Along with being late posting my April books, I also have spoilers because when I am in pain, I have not filters. At all. You are warned. Look away. Especially for the schmoushy fab Harlequin I discuss in Reading Note 65 (I wanted to end on a happy note).
Reading Note 64: Raynor Winn’s The Salt Path. Let’s start with the blurb: Just days after Raynor learns that Moth, her husband of 32 years, is terminally ill, their home and livelihood is taken away. With nothing left and little time, they make the brave and impulsive decision to walk the 630 miles of the sea-swept South West Coast Path, from Somerset to Dorset, via Devon and Cornwall. They have almost no money for food or shelter and must carry only the essentials for survival on their backs as they live wild in the ancient, weathered landscape of cliffs, sea and sky. Yet through every step, every encounter, and every test along the way, their walk becomes a remarkable journey.

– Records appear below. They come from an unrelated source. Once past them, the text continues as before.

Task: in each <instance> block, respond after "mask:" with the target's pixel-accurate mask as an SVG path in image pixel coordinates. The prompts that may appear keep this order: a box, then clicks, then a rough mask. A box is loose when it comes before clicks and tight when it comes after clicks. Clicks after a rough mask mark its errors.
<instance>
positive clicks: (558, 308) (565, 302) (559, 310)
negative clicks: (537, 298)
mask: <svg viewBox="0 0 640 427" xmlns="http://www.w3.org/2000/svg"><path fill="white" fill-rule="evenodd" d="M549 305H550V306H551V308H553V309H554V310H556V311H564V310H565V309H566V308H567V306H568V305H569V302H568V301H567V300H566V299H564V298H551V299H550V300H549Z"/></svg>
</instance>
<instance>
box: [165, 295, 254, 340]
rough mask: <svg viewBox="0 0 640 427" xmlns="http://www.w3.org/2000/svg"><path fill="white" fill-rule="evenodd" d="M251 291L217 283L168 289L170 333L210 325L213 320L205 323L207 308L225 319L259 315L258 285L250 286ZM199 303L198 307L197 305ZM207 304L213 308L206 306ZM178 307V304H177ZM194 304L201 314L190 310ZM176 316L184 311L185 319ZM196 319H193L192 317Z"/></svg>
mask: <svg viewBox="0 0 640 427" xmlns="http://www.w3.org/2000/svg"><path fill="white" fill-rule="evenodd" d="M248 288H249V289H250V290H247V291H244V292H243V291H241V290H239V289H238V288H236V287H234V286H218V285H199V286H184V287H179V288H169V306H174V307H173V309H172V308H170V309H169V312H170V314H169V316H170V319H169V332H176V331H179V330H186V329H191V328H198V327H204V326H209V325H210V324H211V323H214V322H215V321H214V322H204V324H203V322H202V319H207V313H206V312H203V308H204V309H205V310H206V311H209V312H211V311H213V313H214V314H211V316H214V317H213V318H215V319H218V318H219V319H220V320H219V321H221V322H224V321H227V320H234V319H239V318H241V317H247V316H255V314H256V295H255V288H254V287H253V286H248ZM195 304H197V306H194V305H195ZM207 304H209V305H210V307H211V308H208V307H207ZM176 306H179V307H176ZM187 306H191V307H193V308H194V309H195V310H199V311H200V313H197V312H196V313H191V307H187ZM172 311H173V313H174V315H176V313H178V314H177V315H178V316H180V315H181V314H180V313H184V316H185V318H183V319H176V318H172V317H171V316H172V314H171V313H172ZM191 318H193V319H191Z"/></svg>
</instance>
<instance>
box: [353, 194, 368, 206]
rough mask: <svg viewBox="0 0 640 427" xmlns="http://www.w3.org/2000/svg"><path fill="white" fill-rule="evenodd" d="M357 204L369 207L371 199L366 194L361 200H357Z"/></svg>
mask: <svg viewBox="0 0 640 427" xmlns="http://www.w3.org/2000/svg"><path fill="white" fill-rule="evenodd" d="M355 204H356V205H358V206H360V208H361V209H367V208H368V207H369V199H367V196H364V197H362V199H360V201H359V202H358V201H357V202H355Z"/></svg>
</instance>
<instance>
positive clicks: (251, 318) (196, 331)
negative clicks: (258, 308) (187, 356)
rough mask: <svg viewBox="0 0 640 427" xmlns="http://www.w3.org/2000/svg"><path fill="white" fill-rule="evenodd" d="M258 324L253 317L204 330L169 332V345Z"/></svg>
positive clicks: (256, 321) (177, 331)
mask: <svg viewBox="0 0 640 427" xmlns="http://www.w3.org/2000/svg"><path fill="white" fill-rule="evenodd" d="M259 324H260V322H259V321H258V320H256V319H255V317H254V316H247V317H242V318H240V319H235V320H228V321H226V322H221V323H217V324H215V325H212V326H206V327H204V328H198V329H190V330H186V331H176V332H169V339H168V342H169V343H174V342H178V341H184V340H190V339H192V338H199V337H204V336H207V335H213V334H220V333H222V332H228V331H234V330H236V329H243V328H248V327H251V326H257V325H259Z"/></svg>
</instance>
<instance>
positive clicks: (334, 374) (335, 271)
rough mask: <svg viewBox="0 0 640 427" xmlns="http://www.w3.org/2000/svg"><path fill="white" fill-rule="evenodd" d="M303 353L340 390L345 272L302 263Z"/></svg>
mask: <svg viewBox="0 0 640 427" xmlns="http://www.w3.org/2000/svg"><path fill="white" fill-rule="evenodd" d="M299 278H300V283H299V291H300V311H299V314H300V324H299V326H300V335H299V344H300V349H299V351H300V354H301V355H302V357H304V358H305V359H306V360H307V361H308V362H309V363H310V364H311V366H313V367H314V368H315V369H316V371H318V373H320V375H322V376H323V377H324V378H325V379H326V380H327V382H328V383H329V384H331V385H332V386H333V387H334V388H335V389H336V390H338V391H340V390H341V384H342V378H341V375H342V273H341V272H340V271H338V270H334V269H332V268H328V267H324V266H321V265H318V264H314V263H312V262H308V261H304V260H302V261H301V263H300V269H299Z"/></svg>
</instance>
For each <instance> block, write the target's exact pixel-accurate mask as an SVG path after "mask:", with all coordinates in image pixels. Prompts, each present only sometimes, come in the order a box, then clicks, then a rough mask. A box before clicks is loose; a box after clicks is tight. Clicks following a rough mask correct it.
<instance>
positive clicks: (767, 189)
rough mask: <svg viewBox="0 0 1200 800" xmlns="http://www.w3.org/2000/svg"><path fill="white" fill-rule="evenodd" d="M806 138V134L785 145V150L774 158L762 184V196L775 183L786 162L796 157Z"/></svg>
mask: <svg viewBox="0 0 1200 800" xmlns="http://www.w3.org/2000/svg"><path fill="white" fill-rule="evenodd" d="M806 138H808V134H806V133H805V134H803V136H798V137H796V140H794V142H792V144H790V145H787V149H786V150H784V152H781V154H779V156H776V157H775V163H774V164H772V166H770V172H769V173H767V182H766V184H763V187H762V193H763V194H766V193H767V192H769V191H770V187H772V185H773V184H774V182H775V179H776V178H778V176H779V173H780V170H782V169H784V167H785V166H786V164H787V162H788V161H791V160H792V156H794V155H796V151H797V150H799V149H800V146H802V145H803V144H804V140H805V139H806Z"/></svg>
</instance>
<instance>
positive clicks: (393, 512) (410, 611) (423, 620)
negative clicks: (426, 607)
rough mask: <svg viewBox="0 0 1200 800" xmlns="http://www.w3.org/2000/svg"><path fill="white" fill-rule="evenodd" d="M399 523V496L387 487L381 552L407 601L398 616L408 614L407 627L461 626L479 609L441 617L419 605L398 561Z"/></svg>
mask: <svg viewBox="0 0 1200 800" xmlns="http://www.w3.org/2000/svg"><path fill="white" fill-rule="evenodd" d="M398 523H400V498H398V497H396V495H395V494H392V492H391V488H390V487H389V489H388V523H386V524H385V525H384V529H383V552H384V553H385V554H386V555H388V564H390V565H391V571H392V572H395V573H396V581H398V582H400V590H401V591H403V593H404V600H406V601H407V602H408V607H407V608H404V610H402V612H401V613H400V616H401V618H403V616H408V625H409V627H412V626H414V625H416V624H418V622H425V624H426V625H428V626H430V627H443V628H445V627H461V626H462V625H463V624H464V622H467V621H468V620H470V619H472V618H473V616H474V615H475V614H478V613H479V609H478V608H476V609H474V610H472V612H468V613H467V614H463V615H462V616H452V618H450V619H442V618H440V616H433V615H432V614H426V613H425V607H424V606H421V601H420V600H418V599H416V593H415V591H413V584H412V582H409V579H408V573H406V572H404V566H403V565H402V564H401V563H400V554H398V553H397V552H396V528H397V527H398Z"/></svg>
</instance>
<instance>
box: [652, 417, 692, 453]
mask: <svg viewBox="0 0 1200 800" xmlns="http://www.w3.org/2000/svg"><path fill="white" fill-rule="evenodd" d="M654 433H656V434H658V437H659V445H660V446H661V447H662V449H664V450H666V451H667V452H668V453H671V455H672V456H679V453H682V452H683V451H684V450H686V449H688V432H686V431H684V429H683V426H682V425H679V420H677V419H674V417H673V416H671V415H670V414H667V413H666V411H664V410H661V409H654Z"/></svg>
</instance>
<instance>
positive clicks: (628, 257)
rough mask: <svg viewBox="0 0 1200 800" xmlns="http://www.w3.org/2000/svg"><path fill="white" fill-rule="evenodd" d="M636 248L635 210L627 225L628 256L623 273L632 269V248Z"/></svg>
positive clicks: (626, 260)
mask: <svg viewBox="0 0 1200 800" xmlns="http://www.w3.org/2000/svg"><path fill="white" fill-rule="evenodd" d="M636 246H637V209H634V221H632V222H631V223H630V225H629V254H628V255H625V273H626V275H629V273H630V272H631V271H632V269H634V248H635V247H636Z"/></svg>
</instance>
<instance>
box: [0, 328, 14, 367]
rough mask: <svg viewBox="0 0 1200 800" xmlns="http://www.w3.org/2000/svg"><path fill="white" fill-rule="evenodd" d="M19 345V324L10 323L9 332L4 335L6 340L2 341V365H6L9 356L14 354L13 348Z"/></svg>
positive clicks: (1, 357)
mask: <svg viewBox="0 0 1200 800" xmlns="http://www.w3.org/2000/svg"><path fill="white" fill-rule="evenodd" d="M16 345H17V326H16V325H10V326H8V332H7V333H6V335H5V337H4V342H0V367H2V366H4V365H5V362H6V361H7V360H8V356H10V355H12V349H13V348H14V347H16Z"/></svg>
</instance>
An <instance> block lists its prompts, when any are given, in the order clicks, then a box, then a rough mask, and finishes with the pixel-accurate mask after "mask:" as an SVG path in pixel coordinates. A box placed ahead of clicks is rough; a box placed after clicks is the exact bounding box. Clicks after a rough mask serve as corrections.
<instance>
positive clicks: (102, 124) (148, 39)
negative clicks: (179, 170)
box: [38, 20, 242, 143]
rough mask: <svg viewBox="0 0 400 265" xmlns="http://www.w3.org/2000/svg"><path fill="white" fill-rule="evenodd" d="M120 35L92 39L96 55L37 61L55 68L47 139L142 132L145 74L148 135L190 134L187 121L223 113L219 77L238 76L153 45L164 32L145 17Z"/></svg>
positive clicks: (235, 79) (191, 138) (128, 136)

The Salt Path is an honest and life-affirming true story of coming to terms with grief and the healing power of the natural world. Ultimately, it is a portrayal of home, and how it can be lost, rebuilt, and rediscovered in the most unexpected ways.
For many of you who have been reading my blog for a long time, you will know how much I hate camping and the fact that Raynor Winn and her husband choose to camp wild while they walk the UK’s South West Coast Path when they were rendered bankrupt and homeless was nearly the worst nightmare possible for me (pipped to the post by the thought of plummeting to my fiery death on a plane though that would be quicker torture than camping, right?).